ZENAIDE MAIA NA CONTRAMÃO: A ÚNICA VOZ DO RN NO SENADO QUE DISSE “NÃO” À CPMI DO BANCO MASTER

Por: Allyson Barbosa

Na política, o que você não assina costuma gritar mais alto do que o que você discursa no palanque. No Rio Grande do Norte, um silêncio vindo de Brasília está chamando a atenção: a senadora Zenaide Maia (PSD) foi a única representante potiguar no Senado a se recusar a assinar a CPMI do Banco Master.

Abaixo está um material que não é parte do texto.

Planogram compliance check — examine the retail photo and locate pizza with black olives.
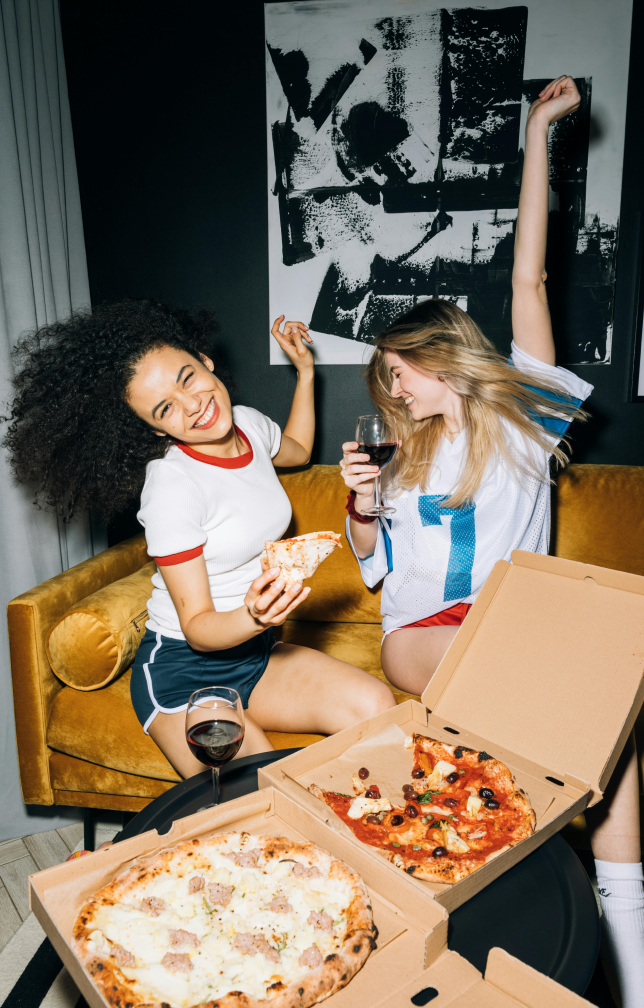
[308,735,536,884]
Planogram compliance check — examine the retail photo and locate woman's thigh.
[248,644,396,735]
[381,627,461,696]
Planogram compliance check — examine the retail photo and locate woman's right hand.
[340,442,380,511]
[244,568,310,628]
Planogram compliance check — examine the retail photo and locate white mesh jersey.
[347,344,593,634]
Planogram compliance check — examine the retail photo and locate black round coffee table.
[114,749,600,994]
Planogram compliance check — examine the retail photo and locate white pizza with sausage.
[73,833,376,1008]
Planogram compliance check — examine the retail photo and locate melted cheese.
[427,759,457,790]
[466,794,483,818]
[88,842,352,1008]
[347,795,391,818]
[440,823,470,854]
[351,773,369,794]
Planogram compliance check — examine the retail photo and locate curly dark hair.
[4,298,231,519]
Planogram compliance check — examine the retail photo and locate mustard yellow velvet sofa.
[8,466,644,811]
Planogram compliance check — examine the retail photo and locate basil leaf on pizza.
[308,735,536,884]
[73,833,377,1008]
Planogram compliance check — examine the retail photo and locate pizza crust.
[308,735,536,885]
[260,532,342,589]
[72,834,377,1008]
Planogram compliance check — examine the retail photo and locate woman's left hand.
[528,74,582,126]
[271,316,315,371]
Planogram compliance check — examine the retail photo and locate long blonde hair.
[365,298,588,508]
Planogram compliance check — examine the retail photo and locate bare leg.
[149,711,273,778]
[248,644,396,735]
[381,627,460,697]
[586,736,641,865]
[587,736,644,1008]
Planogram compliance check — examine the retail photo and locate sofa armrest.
[7,535,150,805]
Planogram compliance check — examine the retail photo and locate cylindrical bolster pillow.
[46,562,156,690]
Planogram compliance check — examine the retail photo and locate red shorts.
[392,602,472,633]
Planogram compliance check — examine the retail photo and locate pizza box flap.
[382,949,590,1008]
[422,550,644,803]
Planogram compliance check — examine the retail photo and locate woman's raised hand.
[244,568,310,628]
[271,316,315,371]
[528,74,582,126]
[340,442,380,501]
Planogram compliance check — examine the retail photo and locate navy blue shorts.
[130,630,275,735]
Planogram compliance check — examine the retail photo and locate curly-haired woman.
[341,77,644,1008]
[6,300,395,777]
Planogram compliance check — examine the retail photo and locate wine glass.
[356,413,398,515]
[185,686,244,811]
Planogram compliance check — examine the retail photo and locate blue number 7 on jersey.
[418,495,477,602]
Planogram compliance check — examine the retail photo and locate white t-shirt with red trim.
[142,406,291,640]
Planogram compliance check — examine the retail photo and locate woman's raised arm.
[512,77,581,364]
[271,316,315,467]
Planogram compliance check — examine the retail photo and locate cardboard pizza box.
[29,787,588,1008]
[259,550,644,910]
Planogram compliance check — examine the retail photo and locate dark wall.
[60,0,644,532]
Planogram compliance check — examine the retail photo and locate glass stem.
[213,766,219,805]
[374,473,382,507]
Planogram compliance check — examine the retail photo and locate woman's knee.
[351,677,396,725]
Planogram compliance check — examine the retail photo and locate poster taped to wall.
[265,0,631,365]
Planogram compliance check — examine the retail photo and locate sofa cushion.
[46,561,156,690]
[279,466,382,625]
[47,670,181,782]
[550,465,644,575]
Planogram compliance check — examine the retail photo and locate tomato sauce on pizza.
[309,735,535,883]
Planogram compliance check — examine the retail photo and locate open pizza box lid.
[421,550,644,804]
[29,787,588,1008]
[259,551,644,910]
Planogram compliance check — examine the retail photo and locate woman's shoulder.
[233,406,281,455]
[510,341,593,406]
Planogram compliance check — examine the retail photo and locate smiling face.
[385,350,462,426]
[127,347,234,447]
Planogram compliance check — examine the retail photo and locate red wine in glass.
[356,413,398,515]
[185,720,244,767]
[358,442,398,469]
[185,686,244,811]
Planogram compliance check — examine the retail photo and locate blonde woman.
[341,77,644,1008]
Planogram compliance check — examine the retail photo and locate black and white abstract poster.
[265,0,631,364]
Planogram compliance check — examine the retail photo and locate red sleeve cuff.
[153,546,204,566]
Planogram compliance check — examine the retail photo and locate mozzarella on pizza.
[73,834,375,1008]
[260,532,342,589]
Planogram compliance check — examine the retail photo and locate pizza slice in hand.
[260,532,342,589]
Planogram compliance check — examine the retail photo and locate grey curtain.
[0,0,105,840]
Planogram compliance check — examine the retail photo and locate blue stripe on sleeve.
[525,385,584,434]
[508,358,584,434]
[380,518,393,574]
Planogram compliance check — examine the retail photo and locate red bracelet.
[345,490,378,525]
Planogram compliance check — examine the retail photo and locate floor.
[0,817,121,951]
[0,812,618,1008]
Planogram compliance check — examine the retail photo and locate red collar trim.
[175,424,253,469]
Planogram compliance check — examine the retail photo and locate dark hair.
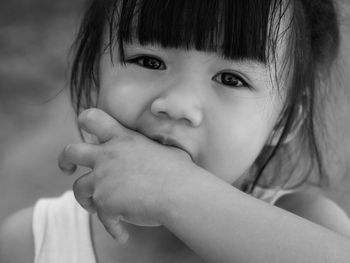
[71,0,339,193]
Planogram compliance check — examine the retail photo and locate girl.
[0,0,350,263]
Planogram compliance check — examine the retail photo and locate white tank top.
[33,188,293,263]
[33,191,96,263]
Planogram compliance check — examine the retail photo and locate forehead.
[108,0,287,64]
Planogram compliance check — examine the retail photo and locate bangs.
[108,0,287,64]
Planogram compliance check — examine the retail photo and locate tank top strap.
[32,191,96,263]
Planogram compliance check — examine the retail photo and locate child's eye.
[127,55,166,70]
[213,72,249,88]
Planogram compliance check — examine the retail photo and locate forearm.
[164,170,350,263]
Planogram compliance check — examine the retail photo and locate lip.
[151,134,193,162]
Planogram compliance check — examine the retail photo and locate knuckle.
[78,108,97,123]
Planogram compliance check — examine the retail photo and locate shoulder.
[0,207,34,263]
[275,192,350,237]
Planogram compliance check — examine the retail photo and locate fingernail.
[117,231,129,245]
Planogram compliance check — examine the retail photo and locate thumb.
[97,212,129,244]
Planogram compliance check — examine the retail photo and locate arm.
[164,171,350,263]
[0,208,34,263]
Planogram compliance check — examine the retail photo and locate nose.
[151,79,203,127]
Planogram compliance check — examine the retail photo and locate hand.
[59,109,195,242]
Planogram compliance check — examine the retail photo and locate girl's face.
[98,43,284,186]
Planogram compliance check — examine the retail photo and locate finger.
[73,172,96,214]
[97,212,129,244]
[78,108,123,143]
[58,143,98,174]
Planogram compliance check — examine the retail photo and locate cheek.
[202,99,277,183]
[98,67,153,128]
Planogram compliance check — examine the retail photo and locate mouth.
[151,135,194,162]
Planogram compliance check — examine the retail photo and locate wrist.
[159,165,222,227]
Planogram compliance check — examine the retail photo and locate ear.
[266,105,305,146]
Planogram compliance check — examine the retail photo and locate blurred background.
[0,0,350,224]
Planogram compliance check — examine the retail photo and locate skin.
[0,36,350,263]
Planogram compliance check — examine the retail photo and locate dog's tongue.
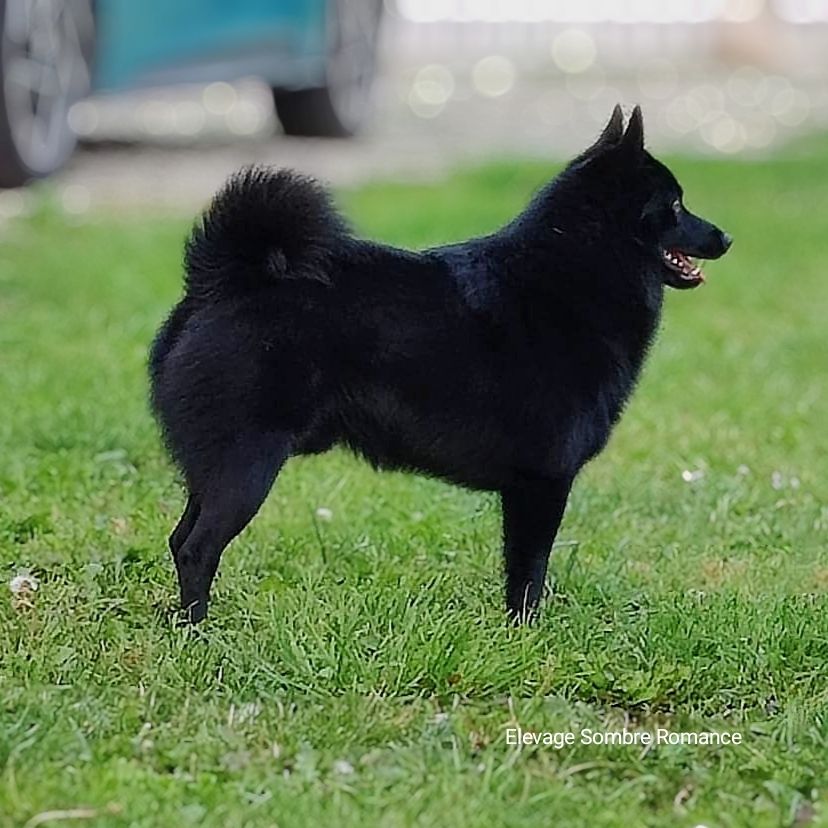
[670,250,704,282]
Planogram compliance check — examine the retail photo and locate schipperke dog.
[150,107,731,622]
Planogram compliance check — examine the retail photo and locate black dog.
[151,107,731,621]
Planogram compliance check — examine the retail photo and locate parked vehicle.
[0,0,382,187]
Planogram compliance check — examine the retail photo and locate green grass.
[0,150,828,828]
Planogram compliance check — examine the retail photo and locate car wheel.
[0,0,93,187]
[273,0,382,137]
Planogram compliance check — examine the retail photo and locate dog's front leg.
[501,478,572,621]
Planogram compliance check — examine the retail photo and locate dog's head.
[570,106,732,288]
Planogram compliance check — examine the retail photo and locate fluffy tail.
[184,167,346,299]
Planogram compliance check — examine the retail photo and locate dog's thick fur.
[151,108,729,620]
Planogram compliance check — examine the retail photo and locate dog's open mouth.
[661,250,704,288]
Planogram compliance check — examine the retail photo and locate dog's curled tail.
[184,167,347,299]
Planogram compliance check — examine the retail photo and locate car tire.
[273,0,382,138]
[0,0,94,187]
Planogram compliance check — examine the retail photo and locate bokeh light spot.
[472,55,517,98]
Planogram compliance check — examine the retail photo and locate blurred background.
[0,0,828,216]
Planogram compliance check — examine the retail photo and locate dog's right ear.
[575,104,624,164]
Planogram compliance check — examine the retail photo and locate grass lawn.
[0,154,828,828]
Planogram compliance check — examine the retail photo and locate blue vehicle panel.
[94,0,327,90]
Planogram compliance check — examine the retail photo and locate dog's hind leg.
[169,494,200,560]
[501,479,572,621]
[171,433,291,623]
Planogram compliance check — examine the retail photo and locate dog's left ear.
[620,106,644,155]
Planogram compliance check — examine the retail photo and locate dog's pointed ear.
[621,106,644,153]
[596,104,624,144]
[575,104,624,164]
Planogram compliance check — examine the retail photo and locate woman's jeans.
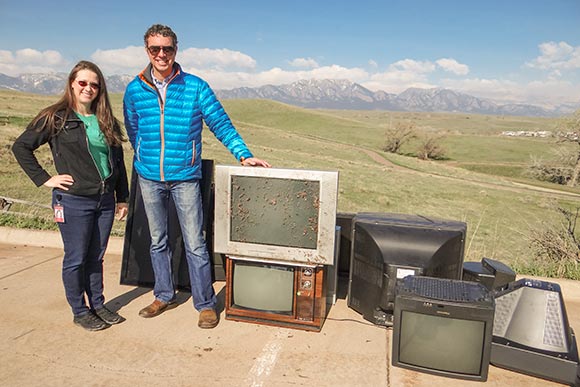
[52,190,115,316]
[139,176,216,311]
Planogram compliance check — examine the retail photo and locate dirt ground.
[0,227,580,387]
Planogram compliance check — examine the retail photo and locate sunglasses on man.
[147,46,175,55]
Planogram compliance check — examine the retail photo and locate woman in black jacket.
[12,61,129,331]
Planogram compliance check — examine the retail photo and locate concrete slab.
[0,227,580,387]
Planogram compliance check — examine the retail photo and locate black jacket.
[12,111,129,203]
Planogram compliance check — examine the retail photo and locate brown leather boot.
[197,309,219,329]
[139,299,177,318]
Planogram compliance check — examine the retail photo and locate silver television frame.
[214,165,338,265]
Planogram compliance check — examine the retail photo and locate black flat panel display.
[121,160,225,290]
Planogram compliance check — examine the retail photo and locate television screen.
[232,262,294,314]
[491,278,580,386]
[392,276,495,381]
[230,176,320,249]
[214,165,338,265]
[348,213,467,325]
[225,257,331,331]
[399,311,485,375]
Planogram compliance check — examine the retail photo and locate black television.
[225,257,328,331]
[391,276,495,381]
[348,212,467,326]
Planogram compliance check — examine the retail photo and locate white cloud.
[526,42,580,70]
[0,42,580,105]
[435,58,469,75]
[193,65,369,89]
[0,48,69,76]
[91,46,149,75]
[288,58,319,69]
[389,59,435,74]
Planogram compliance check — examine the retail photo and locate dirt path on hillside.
[352,146,580,198]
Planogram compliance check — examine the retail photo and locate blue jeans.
[139,176,217,311]
[52,190,115,316]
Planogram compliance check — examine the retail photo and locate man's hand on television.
[241,157,272,168]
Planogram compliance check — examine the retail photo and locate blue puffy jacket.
[123,63,253,181]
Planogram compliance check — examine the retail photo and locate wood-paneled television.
[225,257,327,332]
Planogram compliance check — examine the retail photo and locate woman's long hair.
[29,60,125,145]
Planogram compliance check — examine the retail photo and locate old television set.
[214,165,338,265]
[226,257,327,331]
[391,276,495,381]
[214,166,340,331]
[348,212,467,326]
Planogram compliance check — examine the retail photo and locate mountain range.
[0,73,580,117]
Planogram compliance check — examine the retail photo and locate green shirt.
[75,112,111,180]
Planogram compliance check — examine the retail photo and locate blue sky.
[0,0,580,106]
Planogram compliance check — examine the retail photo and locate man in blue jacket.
[123,24,270,328]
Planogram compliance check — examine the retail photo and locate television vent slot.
[544,292,565,347]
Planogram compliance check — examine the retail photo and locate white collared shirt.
[151,69,175,103]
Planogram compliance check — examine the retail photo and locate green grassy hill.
[0,91,580,275]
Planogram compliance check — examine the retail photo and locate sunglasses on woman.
[77,81,101,90]
[147,46,175,55]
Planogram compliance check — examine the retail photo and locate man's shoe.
[139,299,177,318]
[73,312,110,331]
[95,306,125,324]
[197,309,219,329]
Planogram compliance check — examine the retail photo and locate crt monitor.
[348,213,467,326]
[225,257,330,331]
[392,276,494,381]
[214,165,338,265]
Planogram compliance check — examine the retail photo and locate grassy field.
[0,91,580,278]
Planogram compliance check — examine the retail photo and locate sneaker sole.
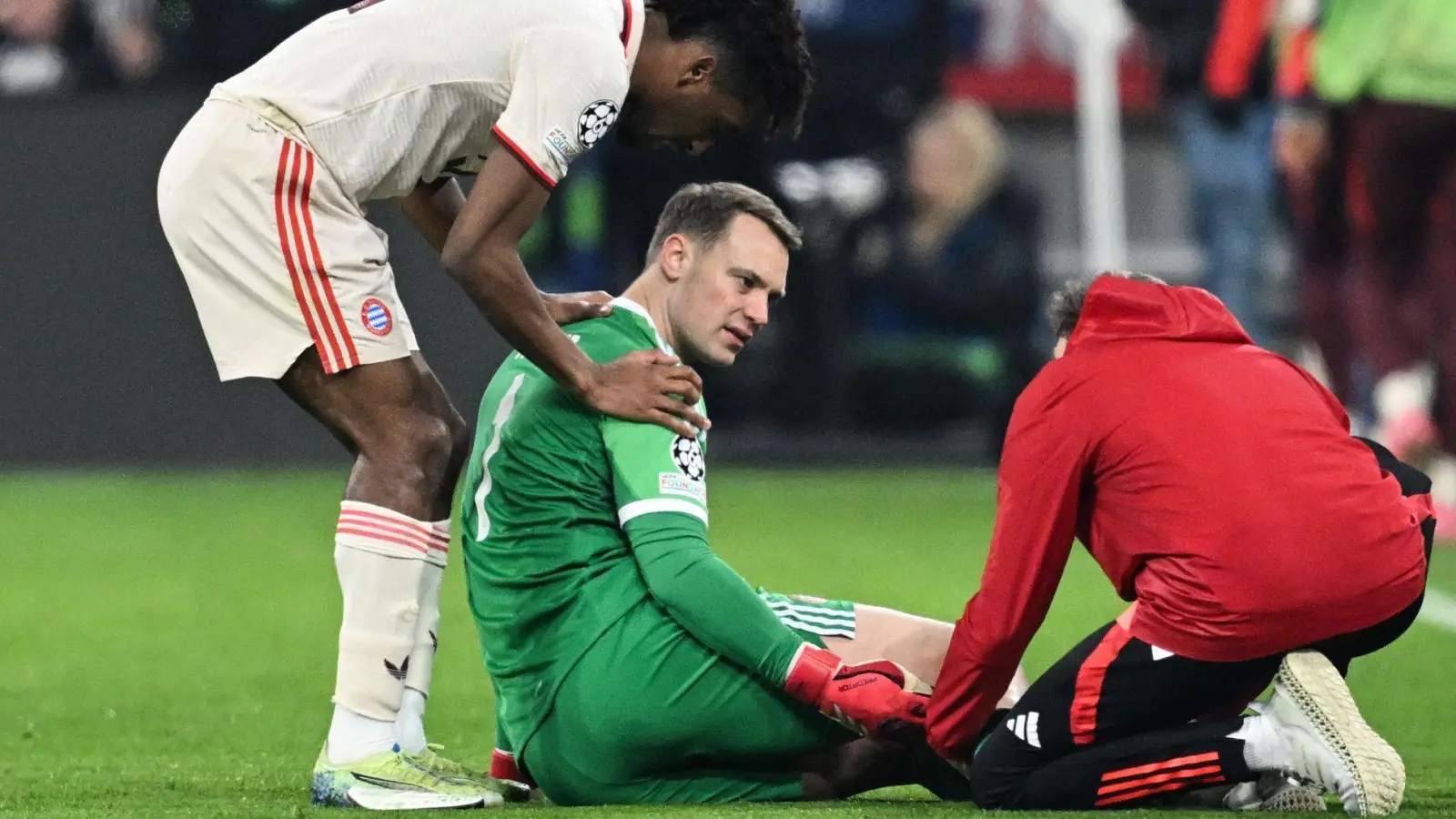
[1279,652,1405,816]
[1259,787,1330,814]
[308,773,504,810]
[348,785,500,810]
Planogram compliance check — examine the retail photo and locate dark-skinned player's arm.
[419,150,708,436]
[398,177,612,324]
[926,361,1090,763]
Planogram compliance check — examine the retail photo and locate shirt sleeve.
[492,29,628,188]
[927,370,1089,759]
[602,419,804,685]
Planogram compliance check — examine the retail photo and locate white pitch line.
[1420,587,1456,631]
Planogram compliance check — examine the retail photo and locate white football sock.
[329,501,434,763]
[329,705,399,765]
[1228,714,1290,771]
[399,521,450,753]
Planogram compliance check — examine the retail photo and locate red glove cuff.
[784,642,844,705]
[490,748,536,787]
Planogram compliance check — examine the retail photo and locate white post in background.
[1043,0,1131,272]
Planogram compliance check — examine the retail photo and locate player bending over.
[157,0,810,809]
[461,184,1030,804]
[927,274,1436,814]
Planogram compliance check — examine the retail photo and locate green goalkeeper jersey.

Enquanto Rogério Marinho (PL) e Styvenson Valentim (Podemos) correram para apoiar a investigação, Zenaide preferiu guardar a caneta. O caso não é qualquer “disse me disse” de corredor; estamos falando de denúncias graves que misturam cifras bilionárias, festas em mansões e nomes do topo do Judiciário.

O que está em jogo?

O requerimento da CPMI quer jogar luz sobre as reportagens explosivas do jornal O Globo. O enredo parece roteiro de cinema:

  • Encontros em Mansões: Reuniões entre o ministro do STF, Alexandre de Moraes, e o controlador do banco, Daniel Vorcaro, em jantares privados enquanto o banco tentava evitar uma liquidação pelo Banco Central.
  • Cifras Milionárias: Contratos que somariam R$ 129 milhões entre o banco e o escritório de advocacia da esposa do ministro.
  • Lobby e Poder: Suspeitas de que o sistema financeiro e o Judiciário estariam “juntos e misturados” em uma zona cinzenta de influência.

O Mapa do RN na Câmara

Na Câmara dos Deputados, a disposição para investigar também foi tímida. Dos nossos oito deputados, apenas três tiveram a coragem de assinar o pedido: Carla Dickson (União Brasil), General Girão (PL) e Sargento Gonçalves (PL). Os demais parlamentares da nossa bancada, por motivos que só eles podem explicar ao eleitor, preferiram não mexer nesse vespeiro.

Por que não investigar?

A pergunta que fica para a senadora Zenaide e para os deputados que se omitiram é simples: por que barrar uma investigação de interesse público? Se não há nada de errado na relação entre o Banco Master e as altas cortes de Brasília, a CPMI seria a melhor oportunidade para esclarecer tudo.

Quando parlamentares fogem de uma assinatura, eles alimentam a percepção de que existe uma “casta intocável” que a luz do sol não pode atingir. O potiguar, que paga seus impostos e sofre com os juros bancários, merece saber se o sistema está sendo manipulado nos bastidores do poder.

O Banco Master pode ser a ponta de um iceberg que muitos preferem ver derreter no silêncio. Mas, no meu blog, o silêncio não tem vez.